= Floating Foundation of Photography =

The Floating Foundation of Photography was a New York photography exhibition space, meeting place and teaching center. It is famous as a gathering place for a generation of influential New York photographers, including W. Eugene Smith, Arthur Tress, Mary Ellen Mark, Les Krims, Judy Dater, Lisette Model and Lee Witkin. It was also one of the first institutions to engage in teaching photography in socially marginalized communities such as prisons, mental institutions and drug rehabilitation programs.

The Foundation was founded by photographer Maggie Sherwood in 1970 after she bought an old houseboat, painted it purple and offered it as a gallery and photo center for many of her friends. Within a few years she added a classroom and darkrooms. The houseboat was originally moored at the 79th Street Boat Basin, but in later years it traveled up and down the Hudson River. Photography critic A. D. Coleman wrote: "Moored at the literal edge of Manahattan, marginal by definition, it served a key role as the medium of photography itself moved from the periphery to the center of cultural discourse and creative activity."

The Foundation continued to be an influential center for photography in New York until two years after Sherwood's death in 1984.

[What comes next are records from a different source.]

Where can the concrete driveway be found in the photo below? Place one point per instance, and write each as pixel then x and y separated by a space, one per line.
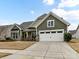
pixel 46 50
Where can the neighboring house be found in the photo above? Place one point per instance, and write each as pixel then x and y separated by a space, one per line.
pixel 75 33
pixel 47 27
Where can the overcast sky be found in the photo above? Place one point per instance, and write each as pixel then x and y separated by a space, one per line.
pixel 18 11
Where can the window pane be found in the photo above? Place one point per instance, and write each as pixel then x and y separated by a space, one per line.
pixel 59 32
pixel 41 32
pixel 53 32
pixel 51 23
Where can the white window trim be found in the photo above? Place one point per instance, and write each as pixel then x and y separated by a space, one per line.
pixel 53 23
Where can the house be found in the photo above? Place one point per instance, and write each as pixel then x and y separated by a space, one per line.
pixel 47 27
pixel 75 33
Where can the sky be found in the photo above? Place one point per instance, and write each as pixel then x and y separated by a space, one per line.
pixel 18 11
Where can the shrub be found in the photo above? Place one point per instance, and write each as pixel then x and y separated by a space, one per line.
pixel 67 37
pixel 9 39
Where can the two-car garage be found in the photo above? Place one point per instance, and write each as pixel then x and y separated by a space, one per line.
pixel 51 35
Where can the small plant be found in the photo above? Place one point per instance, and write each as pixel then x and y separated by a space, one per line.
pixel 9 39
pixel 67 37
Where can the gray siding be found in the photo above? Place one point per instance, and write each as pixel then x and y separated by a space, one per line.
pixel 58 24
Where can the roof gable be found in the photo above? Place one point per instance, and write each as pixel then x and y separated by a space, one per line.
pixel 38 22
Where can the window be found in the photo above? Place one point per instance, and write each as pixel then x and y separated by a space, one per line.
pixel 50 23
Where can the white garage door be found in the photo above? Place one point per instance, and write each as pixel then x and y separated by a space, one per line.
pixel 51 35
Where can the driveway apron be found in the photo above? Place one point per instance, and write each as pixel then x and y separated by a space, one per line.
pixel 46 50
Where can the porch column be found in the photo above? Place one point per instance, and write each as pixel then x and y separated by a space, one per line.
pixel 20 36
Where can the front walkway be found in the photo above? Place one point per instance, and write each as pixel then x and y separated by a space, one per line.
pixel 9 51
pixel 46 50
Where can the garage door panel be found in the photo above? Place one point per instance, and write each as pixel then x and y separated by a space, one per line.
pixel 54 35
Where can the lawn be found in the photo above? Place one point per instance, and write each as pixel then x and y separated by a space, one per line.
pixel 4 54
pixel 74 44
pixel 16 45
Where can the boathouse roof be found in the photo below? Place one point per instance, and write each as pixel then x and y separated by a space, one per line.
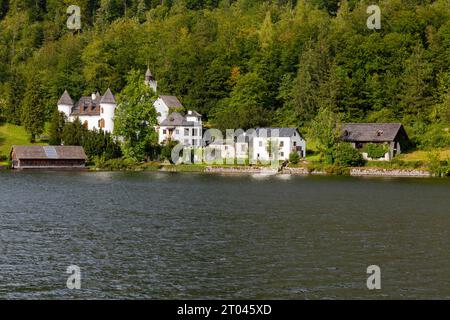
pixel 49 152
pixel 372 132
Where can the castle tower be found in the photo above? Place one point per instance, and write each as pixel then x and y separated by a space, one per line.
pixel 150 80
pixel 107 110
pixel 65 104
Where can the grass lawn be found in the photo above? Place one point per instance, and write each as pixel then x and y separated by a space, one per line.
pixel 12 135
pixel 420 155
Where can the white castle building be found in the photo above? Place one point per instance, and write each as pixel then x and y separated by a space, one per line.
pixel 95 111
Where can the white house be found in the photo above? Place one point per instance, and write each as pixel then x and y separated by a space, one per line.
pixel 165 105
pixel 282 140
pixel 95 111
pixel 185 129
pixel 254 145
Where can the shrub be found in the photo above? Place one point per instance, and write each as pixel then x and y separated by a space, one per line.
pixel 294 158
pixel 166 150
pixel 376 150
pixel 346 156
pixel 118 164
pixel 438 167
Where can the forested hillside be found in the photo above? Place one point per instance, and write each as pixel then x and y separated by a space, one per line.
pixel 241 63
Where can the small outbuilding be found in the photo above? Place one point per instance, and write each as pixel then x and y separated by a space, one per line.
pixel 391 135
pixel 48 157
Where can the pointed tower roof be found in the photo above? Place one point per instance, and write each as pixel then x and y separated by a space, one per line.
pixel 65 99
pixel 108 97
pixel 148 75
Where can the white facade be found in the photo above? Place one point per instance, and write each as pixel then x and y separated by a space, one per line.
pixel 107 111
pixel 162 110
pixel 255 147
pixel 94 112
pixel 187 130
pixel 283 145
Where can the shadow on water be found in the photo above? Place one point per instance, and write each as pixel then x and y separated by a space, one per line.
pixel 188 236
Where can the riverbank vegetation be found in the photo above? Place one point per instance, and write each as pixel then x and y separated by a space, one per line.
pixel 241 64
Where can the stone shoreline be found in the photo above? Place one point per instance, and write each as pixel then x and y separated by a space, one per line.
pixel 357 172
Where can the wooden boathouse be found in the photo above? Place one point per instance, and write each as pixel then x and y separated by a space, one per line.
pixel 48 157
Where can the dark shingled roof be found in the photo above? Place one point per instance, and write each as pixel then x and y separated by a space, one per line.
pixel 108 97
pixel 371 132
pixel 171 101
pixel 49 152
pixel 87 106
pixel 65 99
pixel 277 132
pixel 175 119
pixel 193 114
pixel 148 75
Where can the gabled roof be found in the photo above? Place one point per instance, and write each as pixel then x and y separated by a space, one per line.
pixel 371 132
pixel 49 152
pixel 148 74
pixel 175 119
pixel 108 97
pixel 87 106
pixel 193 114
pixel 65 99
pixel 276 132
pixel 171 101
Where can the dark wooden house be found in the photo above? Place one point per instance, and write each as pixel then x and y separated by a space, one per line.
pixel 48 157
pixel 391 134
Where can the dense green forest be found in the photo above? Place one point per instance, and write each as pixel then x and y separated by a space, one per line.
pixel 241 63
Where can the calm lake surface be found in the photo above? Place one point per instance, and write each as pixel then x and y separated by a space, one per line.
pixel 189 236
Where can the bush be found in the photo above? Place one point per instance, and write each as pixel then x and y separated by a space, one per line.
pixel 435 137
pixel 376 150
pixel 166 150
pixel 119 164
pixel 438 167
pixel 294 158
pixel 346 156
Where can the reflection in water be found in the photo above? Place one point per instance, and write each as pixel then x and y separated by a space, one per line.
pixel 140 235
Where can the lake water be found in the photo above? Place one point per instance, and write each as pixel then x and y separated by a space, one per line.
pixel 182 236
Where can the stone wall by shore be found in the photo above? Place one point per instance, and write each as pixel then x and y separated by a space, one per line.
pixel 375 172
pixel 389 172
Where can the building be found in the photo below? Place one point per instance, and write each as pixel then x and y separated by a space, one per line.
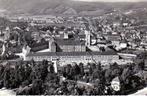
pixel 69 45
pixel 78 57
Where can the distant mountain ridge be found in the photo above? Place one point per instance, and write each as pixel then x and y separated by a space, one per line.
pixel 66 7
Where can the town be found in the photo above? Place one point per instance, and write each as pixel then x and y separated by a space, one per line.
pixel 74 55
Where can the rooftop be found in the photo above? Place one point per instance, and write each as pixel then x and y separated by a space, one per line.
pixel 69 42
pixel 72 53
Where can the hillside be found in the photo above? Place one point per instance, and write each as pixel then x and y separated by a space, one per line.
pixel 64 7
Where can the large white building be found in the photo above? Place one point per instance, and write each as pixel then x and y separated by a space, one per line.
pixel 78 57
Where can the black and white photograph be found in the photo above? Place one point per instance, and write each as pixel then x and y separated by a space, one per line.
pixel 73 47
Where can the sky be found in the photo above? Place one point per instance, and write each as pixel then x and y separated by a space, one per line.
pixel 111 0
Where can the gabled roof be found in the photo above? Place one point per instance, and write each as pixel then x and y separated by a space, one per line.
pixel 72 53
pixel 69 42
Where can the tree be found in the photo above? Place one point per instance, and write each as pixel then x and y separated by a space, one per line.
pixel 81 66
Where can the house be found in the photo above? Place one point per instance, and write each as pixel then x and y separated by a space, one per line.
pixel 70 45
pixel 115 84
pixel 70 57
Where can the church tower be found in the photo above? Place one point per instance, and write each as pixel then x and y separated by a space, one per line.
pixel 87 33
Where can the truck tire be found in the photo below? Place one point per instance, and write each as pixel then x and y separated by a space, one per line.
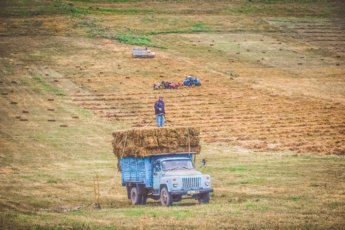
pixel 166 198
pixel 204 198
pixel 135 197
pixel 143 199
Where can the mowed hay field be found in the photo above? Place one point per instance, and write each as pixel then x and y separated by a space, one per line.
pixel 271 110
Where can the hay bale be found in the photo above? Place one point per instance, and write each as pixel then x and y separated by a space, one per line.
pixel 152 141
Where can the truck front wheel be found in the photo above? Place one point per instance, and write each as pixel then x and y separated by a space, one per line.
pixel 135 196
pixel 166 198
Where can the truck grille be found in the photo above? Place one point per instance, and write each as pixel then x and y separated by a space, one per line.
pixel 191 182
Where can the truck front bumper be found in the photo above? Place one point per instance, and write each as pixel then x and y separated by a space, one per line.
pixel 191 192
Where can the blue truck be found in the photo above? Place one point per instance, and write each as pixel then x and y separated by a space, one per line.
pixel 164 177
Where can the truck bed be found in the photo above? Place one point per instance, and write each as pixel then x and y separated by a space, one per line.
pixel 139 169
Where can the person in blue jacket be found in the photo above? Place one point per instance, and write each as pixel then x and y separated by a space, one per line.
pixel 160 112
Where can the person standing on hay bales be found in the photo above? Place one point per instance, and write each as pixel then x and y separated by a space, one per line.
pixel 160 112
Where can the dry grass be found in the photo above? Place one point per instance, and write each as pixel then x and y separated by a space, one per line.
pixel 271 95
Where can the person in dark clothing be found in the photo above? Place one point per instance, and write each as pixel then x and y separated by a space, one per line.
pixel 160 112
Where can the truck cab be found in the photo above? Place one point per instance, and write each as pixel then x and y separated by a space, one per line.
pixel 168 177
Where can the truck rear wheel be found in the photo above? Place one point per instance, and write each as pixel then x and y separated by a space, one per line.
pixel 166 198
pixel 135 198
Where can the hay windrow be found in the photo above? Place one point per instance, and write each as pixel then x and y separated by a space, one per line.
pixel 152 141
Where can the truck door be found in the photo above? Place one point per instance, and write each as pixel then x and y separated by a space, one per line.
pixel 157 171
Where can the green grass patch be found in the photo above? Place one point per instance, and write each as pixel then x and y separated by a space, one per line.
pixel 335 205
pixel 44 86
pixel 243 10
pixel 239 168
pixel 200 27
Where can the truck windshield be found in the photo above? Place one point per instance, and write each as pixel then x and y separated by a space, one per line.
pixel 176 165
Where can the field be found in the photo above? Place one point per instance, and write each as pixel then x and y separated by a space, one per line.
pixel 271 110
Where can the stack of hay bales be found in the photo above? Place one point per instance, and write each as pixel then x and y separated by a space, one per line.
pixel 152 141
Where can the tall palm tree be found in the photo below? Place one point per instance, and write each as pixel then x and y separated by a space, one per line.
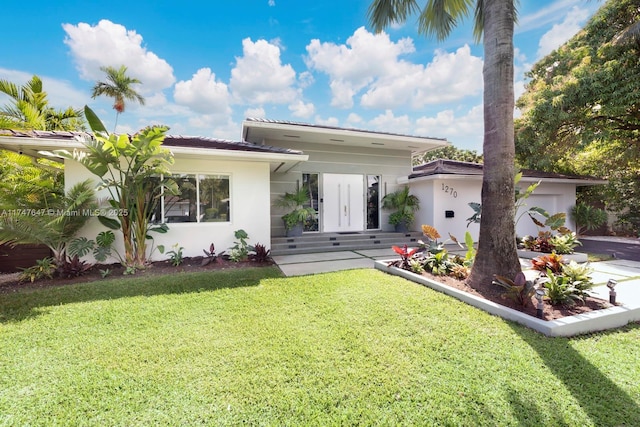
pixel 118 87
pixel 494 23
pixel 29 109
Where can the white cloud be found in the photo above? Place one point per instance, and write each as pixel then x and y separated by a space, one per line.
pixel 450 76
pixel 300 109
pixel 388 122
pixel 560 33
pixel 60 93
pixel 259 77
pixel 370 63
pixel 466 131
pixel 203 93
pixel 110 44
pixel 330 121
pixel 354 65
pixel 256 113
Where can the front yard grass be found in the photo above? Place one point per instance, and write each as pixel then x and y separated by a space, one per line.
pixel 249 347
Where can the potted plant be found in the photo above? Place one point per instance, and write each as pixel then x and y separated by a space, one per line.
pixel 405 206
pixel 298 214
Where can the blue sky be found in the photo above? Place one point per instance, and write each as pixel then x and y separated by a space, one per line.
pixel 206 65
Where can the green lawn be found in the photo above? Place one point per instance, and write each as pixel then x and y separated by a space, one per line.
pixel 249 347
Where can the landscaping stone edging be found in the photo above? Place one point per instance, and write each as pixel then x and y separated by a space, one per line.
pixel 599 320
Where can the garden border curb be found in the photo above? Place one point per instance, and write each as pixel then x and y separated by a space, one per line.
pixel 599 320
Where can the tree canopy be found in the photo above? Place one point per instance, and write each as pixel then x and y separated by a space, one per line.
pixel 581 111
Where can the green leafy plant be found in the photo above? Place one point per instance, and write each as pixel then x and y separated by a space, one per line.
pixel 298 213
pixel 565 243
pixel 210 255
pixel 129 169
pixel 261 253
pixel 101 247
pixel 175 255
pixel 240 250
pixel 519 289
pixel 552 262
pixel 579 275
pixel 416 266
pixel 561 290
pixel 587 217
pixel 53 227
pixel 74 267
pixel 404 204
pixel 438 264
pixel 44 269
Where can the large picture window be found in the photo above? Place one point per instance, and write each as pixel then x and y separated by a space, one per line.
pixel 202 198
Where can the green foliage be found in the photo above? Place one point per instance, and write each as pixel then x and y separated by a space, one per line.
pixel 53 227
pixel 295 202
pixel 74 267
pixel 552 262
pixel 175 255
pixel 565 243
pixel 129 169
pixel 519 289
pixel 261 253
pixel 587 217
pixel 29 109
pixel 560 290
pixel 580 110
pixel 404 204
pixel 579 275
pixel 240 249
pixel 450 153
pixel 44 269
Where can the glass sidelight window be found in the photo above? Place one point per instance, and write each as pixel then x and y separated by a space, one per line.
pixel 373 202
pixel 310 180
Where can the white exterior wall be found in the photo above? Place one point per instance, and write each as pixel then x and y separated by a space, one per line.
pixel 453 193
pixel 553 197
pixel 328 158
pixel 249 206
pixel 450 194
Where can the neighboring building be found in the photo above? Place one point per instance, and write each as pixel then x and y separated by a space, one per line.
pixel 231 185
pixel 446 187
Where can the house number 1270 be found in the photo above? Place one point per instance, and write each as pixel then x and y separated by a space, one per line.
pixel 449 190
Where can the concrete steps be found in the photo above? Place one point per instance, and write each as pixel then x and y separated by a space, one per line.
pixel 331 242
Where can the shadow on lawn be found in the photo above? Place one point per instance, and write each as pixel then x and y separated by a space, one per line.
pixel 31 303
pixel 603 400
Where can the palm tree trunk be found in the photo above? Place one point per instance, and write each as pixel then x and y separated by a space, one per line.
pixel 496 246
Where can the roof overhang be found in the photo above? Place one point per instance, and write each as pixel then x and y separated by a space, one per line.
pixel 263 132
pixel 478 177
pixel 44 148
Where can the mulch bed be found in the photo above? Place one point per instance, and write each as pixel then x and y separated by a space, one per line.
pixel 494 293
pixel 9 282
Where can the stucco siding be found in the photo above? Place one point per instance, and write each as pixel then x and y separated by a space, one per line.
pixel 249 207
pixel 327 158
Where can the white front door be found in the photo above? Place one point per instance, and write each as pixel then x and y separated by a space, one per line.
pixel 343 202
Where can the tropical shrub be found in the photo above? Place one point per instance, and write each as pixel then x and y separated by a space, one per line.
pixel 128 168
pixel 44 269
pixel 519 289
pixel 560 290
pixel 552 262
pixel 240 250
pixel 261 253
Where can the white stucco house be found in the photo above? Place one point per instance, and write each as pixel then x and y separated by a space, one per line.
pixel 445 188
pixel 231 185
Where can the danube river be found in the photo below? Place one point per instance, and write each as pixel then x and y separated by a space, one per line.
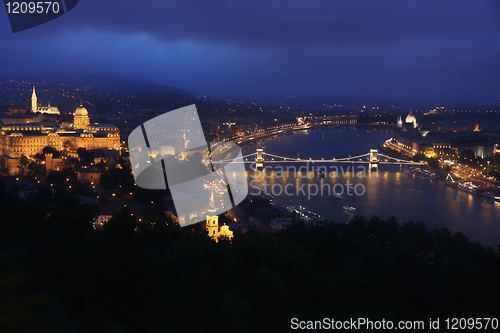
pixel 388 192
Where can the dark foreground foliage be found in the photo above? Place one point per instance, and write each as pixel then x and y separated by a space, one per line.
pixel 58 274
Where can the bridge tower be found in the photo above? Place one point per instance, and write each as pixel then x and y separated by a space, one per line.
pixel 373 159
pixel 260 159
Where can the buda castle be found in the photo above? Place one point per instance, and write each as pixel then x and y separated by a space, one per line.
pixel 29 139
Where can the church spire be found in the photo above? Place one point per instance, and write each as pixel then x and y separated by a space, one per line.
pixel 211 207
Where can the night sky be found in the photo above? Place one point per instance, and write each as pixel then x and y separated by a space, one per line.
pixel 435 51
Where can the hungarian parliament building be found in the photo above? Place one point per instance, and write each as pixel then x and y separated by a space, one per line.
pixel 30 138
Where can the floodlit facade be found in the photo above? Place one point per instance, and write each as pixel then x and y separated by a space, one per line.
pixel 30 139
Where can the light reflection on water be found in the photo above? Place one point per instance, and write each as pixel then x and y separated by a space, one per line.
pixel 390 192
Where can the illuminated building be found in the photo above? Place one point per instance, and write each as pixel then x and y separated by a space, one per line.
pixel 30 139
pixel 213 223
pixel 40 109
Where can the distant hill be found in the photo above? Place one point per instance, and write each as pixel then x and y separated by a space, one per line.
pixel 105 82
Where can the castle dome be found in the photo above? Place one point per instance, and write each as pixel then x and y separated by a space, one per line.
pixel 81 111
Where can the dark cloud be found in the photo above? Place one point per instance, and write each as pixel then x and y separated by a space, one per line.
pixel 439 50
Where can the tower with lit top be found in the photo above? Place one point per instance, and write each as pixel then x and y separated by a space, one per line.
pixel 34 104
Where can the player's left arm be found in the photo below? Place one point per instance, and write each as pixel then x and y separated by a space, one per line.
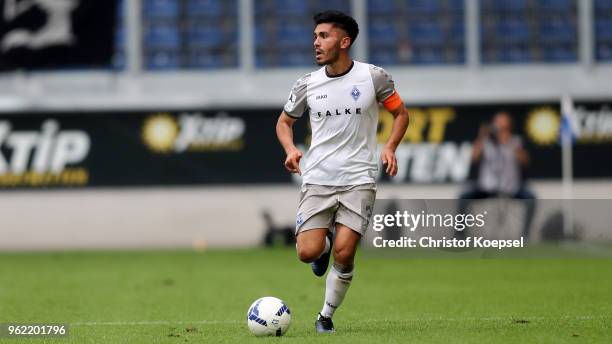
pixel 396 107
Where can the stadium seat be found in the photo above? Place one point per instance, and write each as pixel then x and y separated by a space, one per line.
pixel 603 30
pixel 423 7
pixel 556 5
pixel 296 58
pixel 428 56
pixel 512 31
pixel 601 5
pixel 120 37
pixel 426 33
pixel 515 54
pixel 340 5
pixel 161 9
pixel 204 59
pixel 289 7
pixel 209 8
pixel 559 54
pixel 204 35
pixel 291 34
pixel 557 31
pixel 162 60
pixel 506 5
pixel 604 52
pixel 381 7
pixel 162 35
pixel 384 57
pixel 382 32
pixel 456 5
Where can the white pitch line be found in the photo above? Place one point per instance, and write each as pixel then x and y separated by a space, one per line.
pixel 228 322
pixel 153 322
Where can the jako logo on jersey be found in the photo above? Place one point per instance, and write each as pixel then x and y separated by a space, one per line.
pixel 163 133
pixel 355 93
pixel 338 112
pixel 39 158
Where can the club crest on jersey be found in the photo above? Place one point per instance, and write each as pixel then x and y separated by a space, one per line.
pixel 355 93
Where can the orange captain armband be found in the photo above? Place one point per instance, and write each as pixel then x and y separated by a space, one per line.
pixel 392 101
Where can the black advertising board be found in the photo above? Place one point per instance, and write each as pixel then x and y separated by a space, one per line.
pixel 152 148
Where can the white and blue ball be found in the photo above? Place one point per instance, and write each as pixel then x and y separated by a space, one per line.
pixel 268 316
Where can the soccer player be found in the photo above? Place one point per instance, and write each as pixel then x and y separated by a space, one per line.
pixel 339 170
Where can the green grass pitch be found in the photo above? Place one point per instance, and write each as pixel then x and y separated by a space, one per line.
pixel 191 297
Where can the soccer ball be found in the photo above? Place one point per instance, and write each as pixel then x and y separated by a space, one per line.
pixel 268 316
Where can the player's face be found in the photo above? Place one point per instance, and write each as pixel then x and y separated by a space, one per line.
pixel 328 40
pixel 502 122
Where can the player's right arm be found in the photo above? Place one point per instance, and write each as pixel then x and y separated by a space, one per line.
pixel 284 132
pixel 294 108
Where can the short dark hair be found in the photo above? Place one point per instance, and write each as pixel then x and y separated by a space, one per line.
pixel 339 19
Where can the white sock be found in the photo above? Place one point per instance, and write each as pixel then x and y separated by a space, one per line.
pixel 338 280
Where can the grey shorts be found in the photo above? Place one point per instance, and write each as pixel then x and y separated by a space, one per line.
pixel 323 206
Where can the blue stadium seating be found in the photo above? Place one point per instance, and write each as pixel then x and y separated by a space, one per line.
pixel 292 34
pixel 340 5
pixel 209 8
pixel 296 58
pixel 516 54
pixel 204 59
pixel 507 5
pixel 557 31
pixel 428 56
pixel 162 60
pixel 288 7
pixel 162 35
pixel 556 5
pixel 429 33
pixel 456 5
pixel 559 54
pixel 603 29
pixel 381 7
pixel 382 32
pixel 383 57
pixel 166 9
pixel 603 5
pixel 423 7
pixel 604 52
pixel 512 31
pixel 204 35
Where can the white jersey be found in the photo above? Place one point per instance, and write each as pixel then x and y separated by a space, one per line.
pixel 343 111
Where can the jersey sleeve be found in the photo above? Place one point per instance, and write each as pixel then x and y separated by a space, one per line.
pixel 297 102
pixel 384 88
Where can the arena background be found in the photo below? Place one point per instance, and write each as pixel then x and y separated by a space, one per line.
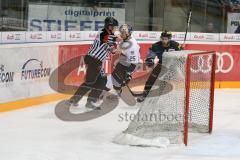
pixel 41 35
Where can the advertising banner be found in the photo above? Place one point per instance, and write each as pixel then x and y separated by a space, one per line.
pixel 70 18
pixel 233 22
pixel 24 72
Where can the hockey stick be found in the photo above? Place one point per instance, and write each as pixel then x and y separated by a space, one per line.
pixel 188 22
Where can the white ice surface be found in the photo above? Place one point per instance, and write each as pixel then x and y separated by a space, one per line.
pixel 36 134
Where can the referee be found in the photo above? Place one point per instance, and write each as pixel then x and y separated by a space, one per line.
pixel 96 79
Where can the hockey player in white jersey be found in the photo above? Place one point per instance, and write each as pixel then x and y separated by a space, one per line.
pixel 128 61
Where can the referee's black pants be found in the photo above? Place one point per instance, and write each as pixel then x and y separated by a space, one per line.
pixel 95 81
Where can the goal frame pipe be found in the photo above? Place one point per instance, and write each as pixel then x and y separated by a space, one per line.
pixel 187 93
pixel 211 106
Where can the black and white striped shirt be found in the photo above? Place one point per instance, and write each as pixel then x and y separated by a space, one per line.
pixel 102 45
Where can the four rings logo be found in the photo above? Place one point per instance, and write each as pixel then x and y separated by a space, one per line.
pixel 204 64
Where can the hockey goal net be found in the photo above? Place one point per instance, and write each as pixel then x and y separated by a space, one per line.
pixel 169 117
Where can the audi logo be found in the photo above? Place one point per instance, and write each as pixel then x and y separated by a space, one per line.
pixel 204 64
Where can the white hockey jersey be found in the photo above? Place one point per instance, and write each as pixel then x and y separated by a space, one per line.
pixel 131 50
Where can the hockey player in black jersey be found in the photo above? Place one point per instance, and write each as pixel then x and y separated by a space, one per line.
pixel 157 50
pixel 96 79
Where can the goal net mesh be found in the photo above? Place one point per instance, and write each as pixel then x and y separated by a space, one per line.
pixel 160 120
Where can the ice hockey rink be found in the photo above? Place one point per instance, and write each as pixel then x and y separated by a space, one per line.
pixel 35 133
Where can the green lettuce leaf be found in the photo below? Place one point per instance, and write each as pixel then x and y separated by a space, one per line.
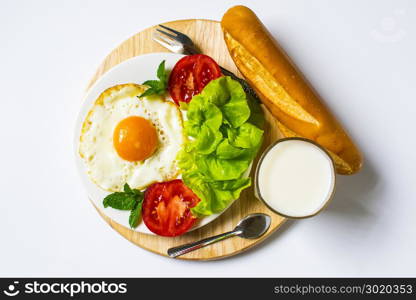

In 2009 the Samuel Dorsky Museum of Art at the State University of New York at New Paltz mounted a retrospective exhibition about the Floating Foundation, its influences and the photographers who were part of what happened there. The catalog of the exhibition, Taking a Different Tack: Maggie Sherwood and the Floating Foundation of Photography ISBN 978-0-615-25833-1, includes many images of the photographers who met there and the houseboat itself.